Survival of The Fittest 

The modeling Industry has, as of late, sympathetically positioned itself as a humanitarian power. Industry hard hitter Matteo Puglisi, who spearheads one of the most prolific modeling agencies Select Model Management, claims that his scouting models in refugee camps (in Senegal, and Kenya most specifically) is a humanitarian effort. Despite claims from officials like Puglisi himself that models who are scouted are not required to pay agencies back for their ‘investment,’ those, mostly women, who have been scouted recount stories of debt, of large sums going to agencies as commissions and the process as disheartening and disorientating. 


Naturally, those who are scouted must meet the Runway requirements.
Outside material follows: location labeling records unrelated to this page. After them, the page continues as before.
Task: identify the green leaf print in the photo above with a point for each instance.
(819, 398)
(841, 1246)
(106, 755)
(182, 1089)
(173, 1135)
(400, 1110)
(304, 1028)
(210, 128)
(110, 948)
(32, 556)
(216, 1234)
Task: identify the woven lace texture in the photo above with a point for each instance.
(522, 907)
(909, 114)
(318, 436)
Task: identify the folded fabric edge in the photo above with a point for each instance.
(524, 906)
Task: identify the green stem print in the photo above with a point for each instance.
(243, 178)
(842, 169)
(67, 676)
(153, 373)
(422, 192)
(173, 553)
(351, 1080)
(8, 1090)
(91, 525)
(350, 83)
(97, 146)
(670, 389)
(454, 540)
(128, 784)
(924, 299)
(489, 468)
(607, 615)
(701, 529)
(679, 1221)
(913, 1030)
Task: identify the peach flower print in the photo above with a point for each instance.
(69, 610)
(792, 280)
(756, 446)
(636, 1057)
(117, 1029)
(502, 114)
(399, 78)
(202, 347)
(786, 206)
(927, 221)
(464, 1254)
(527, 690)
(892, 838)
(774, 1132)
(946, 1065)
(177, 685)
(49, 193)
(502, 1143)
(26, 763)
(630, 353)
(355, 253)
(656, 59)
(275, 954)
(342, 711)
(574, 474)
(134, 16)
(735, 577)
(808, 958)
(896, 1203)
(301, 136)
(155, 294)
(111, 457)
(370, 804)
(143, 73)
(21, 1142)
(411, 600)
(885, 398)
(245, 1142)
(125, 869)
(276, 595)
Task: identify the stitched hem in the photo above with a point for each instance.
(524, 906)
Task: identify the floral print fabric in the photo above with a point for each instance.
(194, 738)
Some accounts report the proliferation of modeling culture in refugee camps as a beacon of hope – wherein youth (mostly young girls) will work to fit the standard in order to obtain the lifestyle of glamour and wealth, as an opportunity for the marketed ‘better life.’ This rhetoric would only be available if models who have been scouted in refugee camps had achieved the aforementioned dream; which some have, though not the bulk of those who try. Nyawal Puot Chuol, a resident of Kakuma refugee camp, shares her experience in a 2023 article in The Times. She explains that notwithstanding having been flown to Paris to participate in castings she was told she was “too weak to work,” and told she would be considered once again  if she gained weight and practiced her walk. She did not indicate that her agency or the fashion labels offered her any assistance in regards to her health, notwithstanding they were privy to her living situation, and instead flew her back to Kakuma. 


Indeed, some women who had been scouted, and even walked in major Fashion Week Runways, have returned home with little to no earnings and some even indebted to the agency that recruited them. The Industries interest in scouting models in refugee camps mostly in African countries comes from a desire to remain in Vogue, as Carole White mentioned in 2023: “It’s very in-fashion at the moment to have an African model.” 


So, what rhetorically appeals to the international humanitarian community as a positive is born out of a desire to include, or have,  women who are economically and politically disadvantaged in an already exploitative system to fulfill a Western fantasy of exoticism. Indeed, I argue,  can true humanitarianism be premised on someone’s success in an industry based on beauty? Is this a new age of aesthetic humanitarianism?